Der amerikanische Konsumforscher Martin Lindstrom hatte den Verdacht, dass Menschen von ihrem iPhone, ähnlich wie von Zigaretten, Alkohol und Videospielen, abhängig werden können. Um seine These zu prüfen unterzog er Probanden einer Magnetresonanztomografie, während er ihnen Video- und Tonaufnahmen von klingelnden und vibrierenden Apple-Produkten zeigte. Doch die Gehirnareale, die bei Suchtverhalten normalerweise aktiv werden, blieben regungslos. Die Smartphone-Kognitionen erregten andere Hirnregionen – jene, die für Liebe und Zuneigung zuständig sind. Den Nerd-Doktor wundert das wenig: „Ein Kunde brachte mir ein Gerät dessen Display komplett zersprungen war. Sowas hatte ich vorher noch nie gesehen. Der Kunde erklärte, seine Frau habe mit ihren Stöckelschuhen so lange auf dem Glas herumgetrampelt, bis es komplett hinüber war.“

 Der Münchner Markt der Reparaturstätten für die wasserscheuen Lebensabschnittsgefährten wächst. 2007 eröffnete Sahin die Phone-Klinik. Sein Umsatz ist seitdem von Quartal zu Quartal gestiegen. Andreas kam mit seinem Reparaturdienst 2010 hinzu, auch er kann sich nicht über Kundenmangel beklagen. Seit fünf bis sechs Monaten würden nun aber immer weitere Werkstätten in München aufmachen. „Die schaden dem Markt mit gefälschten Ersatzteilen und Dumpingpreisen“, meint Andreas. Auch Sahin berichtet von vielen Reparaturen, die er vornehmen musste, da andere Werkstätten Ersatzteilkopien verwendet hätten. Apple selbst verkauft keine Ersatzteile. Woher die Phone-Klinik ihre angepriesenen Original-Ersatzteile hat? „Von dem chinesischen Hersteller der für Apple produziert“, erklärt Sahin „Die produzieren mehr als bestellt und verkaufen den Überschuss, um sich etwas dazuverdienen.“ Apples Statement zu diesem Umstand: Kein Kommentar.

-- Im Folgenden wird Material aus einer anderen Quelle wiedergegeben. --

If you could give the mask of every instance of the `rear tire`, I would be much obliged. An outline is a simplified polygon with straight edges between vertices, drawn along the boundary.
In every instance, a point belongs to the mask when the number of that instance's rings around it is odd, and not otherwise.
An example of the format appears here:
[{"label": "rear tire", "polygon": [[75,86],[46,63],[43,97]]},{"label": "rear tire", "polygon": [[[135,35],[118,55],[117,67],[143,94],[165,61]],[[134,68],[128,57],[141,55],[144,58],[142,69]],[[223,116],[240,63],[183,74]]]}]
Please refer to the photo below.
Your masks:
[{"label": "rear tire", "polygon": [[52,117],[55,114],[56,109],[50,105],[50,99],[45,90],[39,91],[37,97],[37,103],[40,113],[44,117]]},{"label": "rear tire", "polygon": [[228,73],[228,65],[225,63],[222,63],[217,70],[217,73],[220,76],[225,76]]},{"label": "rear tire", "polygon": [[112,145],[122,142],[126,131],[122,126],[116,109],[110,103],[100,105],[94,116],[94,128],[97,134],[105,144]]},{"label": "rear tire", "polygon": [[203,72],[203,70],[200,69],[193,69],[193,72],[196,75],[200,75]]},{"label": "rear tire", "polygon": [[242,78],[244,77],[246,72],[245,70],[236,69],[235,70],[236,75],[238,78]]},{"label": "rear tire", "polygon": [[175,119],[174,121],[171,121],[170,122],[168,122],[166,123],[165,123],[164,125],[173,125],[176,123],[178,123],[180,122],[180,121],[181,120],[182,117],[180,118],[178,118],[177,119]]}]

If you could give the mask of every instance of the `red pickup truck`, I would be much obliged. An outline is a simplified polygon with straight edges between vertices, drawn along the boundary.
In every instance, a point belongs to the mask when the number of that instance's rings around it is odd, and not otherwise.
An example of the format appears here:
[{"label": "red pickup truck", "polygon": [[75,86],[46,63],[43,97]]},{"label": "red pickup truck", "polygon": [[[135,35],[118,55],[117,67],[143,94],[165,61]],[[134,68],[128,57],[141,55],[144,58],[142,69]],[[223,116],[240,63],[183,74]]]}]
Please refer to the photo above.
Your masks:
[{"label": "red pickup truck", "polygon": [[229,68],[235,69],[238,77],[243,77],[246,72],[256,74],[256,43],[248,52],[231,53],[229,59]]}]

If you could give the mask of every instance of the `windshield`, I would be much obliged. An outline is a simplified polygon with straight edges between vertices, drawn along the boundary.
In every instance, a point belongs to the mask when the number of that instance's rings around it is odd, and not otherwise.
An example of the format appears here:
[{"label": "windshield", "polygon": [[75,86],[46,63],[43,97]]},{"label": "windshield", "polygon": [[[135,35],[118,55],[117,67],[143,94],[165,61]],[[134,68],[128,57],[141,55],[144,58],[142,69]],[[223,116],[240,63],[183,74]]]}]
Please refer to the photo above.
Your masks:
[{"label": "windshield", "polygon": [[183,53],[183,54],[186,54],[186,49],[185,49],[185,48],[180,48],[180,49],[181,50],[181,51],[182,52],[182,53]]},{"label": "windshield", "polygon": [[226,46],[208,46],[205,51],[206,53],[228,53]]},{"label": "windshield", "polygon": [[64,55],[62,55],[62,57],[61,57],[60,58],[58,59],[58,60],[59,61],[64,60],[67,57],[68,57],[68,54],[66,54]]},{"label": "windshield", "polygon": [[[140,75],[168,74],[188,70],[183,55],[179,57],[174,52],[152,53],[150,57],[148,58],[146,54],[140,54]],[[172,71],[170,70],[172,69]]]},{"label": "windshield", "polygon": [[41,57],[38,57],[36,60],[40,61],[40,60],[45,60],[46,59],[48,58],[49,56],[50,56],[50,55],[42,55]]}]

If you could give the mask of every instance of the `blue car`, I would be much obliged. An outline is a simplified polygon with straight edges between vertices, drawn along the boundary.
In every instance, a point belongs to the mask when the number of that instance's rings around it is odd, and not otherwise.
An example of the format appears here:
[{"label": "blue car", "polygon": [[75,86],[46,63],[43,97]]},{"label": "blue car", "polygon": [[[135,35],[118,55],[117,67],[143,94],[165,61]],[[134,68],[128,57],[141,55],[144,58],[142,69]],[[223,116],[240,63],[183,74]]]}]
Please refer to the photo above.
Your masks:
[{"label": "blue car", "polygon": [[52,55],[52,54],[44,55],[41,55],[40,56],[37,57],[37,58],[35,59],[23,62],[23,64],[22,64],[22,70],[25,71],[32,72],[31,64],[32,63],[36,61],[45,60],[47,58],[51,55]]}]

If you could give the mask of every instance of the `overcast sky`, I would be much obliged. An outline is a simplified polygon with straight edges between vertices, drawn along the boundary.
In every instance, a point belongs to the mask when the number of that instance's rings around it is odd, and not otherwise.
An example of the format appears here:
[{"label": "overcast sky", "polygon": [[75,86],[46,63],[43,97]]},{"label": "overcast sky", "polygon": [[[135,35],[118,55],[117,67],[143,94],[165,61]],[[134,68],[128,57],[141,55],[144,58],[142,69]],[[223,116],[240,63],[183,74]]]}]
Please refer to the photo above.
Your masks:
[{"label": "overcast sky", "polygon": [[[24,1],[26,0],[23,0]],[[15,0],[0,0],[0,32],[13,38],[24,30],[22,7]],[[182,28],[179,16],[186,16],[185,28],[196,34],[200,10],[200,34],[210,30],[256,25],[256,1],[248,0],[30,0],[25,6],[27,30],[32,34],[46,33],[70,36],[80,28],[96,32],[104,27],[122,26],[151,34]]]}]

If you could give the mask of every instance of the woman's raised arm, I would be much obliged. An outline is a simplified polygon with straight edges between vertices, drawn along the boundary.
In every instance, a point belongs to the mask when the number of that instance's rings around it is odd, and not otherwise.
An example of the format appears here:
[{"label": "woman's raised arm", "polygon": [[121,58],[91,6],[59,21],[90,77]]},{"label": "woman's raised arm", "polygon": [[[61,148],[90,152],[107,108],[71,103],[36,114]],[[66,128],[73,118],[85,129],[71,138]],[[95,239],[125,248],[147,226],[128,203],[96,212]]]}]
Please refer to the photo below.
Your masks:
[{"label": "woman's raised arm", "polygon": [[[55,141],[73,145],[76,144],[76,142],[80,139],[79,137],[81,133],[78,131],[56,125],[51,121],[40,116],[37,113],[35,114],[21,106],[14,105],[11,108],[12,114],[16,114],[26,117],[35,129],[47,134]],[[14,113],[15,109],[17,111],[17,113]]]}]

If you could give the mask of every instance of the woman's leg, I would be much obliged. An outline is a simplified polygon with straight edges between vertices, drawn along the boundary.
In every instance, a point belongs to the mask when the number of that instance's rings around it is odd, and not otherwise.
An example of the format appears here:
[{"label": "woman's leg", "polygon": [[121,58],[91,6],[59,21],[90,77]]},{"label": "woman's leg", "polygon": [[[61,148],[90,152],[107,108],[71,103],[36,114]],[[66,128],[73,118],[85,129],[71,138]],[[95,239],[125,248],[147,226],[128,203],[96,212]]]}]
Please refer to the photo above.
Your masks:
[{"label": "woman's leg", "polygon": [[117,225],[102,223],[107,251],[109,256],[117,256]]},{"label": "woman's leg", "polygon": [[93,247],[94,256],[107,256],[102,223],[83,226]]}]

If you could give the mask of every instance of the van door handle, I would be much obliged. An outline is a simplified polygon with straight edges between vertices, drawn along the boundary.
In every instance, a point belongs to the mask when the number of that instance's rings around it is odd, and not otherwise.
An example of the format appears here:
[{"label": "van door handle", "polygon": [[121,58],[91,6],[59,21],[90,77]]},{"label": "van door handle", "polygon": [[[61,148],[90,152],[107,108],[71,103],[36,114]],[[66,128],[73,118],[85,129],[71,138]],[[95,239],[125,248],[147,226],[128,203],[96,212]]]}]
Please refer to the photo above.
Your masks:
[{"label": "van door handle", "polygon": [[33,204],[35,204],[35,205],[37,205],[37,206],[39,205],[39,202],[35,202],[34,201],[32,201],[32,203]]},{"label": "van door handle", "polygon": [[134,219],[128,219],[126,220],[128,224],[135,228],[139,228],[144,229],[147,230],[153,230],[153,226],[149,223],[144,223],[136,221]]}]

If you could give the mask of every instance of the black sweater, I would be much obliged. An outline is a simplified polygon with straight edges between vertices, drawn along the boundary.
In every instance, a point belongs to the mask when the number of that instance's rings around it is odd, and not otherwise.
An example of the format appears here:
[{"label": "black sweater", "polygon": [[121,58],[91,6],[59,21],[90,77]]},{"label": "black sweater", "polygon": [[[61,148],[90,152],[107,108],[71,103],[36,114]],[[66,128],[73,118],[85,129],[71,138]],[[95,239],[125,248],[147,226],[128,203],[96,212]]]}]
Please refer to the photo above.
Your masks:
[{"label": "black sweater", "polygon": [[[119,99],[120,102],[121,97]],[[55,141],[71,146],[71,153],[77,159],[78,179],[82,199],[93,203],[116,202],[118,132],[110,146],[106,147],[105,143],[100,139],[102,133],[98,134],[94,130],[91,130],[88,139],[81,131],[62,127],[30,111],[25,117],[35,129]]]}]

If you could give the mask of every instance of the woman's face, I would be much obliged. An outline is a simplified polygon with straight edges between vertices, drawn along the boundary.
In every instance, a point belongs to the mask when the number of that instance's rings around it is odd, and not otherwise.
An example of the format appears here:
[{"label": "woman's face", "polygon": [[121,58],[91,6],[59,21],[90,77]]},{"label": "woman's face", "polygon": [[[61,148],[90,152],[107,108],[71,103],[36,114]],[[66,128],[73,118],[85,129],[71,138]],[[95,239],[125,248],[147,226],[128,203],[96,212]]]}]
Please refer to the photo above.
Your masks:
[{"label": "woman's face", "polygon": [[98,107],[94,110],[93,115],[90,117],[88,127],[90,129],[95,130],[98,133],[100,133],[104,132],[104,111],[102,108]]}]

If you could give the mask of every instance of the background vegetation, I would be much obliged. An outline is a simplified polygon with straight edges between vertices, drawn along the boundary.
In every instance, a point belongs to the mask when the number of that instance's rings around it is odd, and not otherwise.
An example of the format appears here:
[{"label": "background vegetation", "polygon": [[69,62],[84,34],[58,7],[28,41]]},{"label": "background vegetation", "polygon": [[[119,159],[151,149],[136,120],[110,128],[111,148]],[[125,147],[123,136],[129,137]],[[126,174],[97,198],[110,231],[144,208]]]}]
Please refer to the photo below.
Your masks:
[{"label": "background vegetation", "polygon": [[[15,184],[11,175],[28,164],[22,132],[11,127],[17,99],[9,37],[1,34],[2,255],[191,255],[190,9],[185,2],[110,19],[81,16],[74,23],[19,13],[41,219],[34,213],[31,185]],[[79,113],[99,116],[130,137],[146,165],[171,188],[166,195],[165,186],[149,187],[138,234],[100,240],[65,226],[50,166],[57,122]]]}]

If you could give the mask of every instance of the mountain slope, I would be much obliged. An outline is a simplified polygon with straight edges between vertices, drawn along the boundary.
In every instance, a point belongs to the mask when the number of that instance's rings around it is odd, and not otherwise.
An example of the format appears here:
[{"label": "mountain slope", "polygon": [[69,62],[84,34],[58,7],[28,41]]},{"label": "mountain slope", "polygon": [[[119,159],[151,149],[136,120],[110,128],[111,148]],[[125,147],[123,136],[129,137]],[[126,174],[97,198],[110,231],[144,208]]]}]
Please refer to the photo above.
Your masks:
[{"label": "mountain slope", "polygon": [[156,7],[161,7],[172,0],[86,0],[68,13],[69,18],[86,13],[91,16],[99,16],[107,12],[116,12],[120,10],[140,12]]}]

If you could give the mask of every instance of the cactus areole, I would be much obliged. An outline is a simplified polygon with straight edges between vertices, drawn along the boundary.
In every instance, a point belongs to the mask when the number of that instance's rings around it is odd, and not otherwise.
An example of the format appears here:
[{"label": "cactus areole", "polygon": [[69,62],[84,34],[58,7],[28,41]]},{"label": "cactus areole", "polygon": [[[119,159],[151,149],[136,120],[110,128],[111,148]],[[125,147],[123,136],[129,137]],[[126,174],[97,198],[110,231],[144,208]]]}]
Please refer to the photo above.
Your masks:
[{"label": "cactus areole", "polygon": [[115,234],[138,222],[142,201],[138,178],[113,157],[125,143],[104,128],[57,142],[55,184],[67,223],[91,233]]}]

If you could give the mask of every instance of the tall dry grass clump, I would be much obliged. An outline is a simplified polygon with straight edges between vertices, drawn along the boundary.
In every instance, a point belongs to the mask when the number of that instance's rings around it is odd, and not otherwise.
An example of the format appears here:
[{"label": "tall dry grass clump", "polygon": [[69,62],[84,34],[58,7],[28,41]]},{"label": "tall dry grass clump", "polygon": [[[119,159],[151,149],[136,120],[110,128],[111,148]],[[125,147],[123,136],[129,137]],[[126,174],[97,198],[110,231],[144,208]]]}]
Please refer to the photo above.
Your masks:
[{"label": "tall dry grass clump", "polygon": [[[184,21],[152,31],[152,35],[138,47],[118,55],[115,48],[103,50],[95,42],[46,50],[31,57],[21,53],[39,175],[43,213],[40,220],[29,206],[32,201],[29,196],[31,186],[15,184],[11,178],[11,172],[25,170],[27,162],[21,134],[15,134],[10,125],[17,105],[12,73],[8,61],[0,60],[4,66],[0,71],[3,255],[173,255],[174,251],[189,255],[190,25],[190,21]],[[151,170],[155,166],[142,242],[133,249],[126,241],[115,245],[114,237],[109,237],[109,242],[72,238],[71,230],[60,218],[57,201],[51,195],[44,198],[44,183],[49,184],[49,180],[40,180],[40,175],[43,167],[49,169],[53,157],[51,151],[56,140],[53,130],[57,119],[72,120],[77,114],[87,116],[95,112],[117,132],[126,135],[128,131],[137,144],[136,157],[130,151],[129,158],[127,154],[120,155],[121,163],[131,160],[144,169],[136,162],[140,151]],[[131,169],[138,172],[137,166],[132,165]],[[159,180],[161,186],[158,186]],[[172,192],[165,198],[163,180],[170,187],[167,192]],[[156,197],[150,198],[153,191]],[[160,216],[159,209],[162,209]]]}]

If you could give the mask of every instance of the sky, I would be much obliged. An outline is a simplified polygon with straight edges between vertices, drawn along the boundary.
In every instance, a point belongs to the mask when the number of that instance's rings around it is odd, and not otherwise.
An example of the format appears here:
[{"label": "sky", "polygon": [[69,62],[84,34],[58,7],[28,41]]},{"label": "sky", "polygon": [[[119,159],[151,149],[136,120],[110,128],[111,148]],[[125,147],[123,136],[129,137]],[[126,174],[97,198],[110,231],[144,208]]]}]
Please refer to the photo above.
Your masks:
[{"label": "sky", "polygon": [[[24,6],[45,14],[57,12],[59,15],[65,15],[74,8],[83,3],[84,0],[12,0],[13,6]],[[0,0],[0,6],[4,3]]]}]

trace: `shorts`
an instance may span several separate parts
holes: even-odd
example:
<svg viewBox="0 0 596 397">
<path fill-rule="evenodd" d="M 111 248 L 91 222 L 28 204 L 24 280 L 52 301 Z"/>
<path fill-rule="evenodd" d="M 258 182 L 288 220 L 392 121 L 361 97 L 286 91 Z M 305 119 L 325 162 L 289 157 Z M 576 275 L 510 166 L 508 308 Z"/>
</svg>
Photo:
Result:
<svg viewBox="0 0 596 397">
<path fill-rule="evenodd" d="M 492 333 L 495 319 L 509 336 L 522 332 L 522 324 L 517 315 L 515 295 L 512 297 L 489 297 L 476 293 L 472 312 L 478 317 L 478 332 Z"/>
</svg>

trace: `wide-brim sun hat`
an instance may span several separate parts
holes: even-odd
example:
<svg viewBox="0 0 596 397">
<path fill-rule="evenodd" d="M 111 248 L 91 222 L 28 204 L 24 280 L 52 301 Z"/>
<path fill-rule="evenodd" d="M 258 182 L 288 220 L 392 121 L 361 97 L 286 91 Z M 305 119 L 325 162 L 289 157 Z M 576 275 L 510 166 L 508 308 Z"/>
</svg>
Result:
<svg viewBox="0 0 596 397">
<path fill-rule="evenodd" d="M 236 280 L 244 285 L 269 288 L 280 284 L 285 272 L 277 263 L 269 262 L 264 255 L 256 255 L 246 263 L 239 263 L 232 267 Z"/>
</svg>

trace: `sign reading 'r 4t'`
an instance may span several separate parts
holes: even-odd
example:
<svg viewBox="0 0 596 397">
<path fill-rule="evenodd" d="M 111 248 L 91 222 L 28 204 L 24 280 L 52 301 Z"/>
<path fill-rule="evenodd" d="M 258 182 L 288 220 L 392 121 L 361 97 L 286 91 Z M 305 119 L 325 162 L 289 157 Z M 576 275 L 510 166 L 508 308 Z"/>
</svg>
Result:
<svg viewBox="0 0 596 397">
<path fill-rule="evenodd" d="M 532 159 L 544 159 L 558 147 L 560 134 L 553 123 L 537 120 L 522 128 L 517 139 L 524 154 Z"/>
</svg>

Kurz bevor die Wasserschaden-Kundin die Klinik in der Leopoldstraße verlässt, erhält sie noch einen Anruf, auf ihrem Ersatzhandy. Es ist eines der Sorte mit 160 Zeichen SMS und sonst nur zum Telefonieren. Regt das treue Stück auch ihre Hirnareale für Liebe und Zuneigung? „Du, wahrscheinlich ist es Schrott“, sagt sie zur Begrüßung in die Sprechmulde.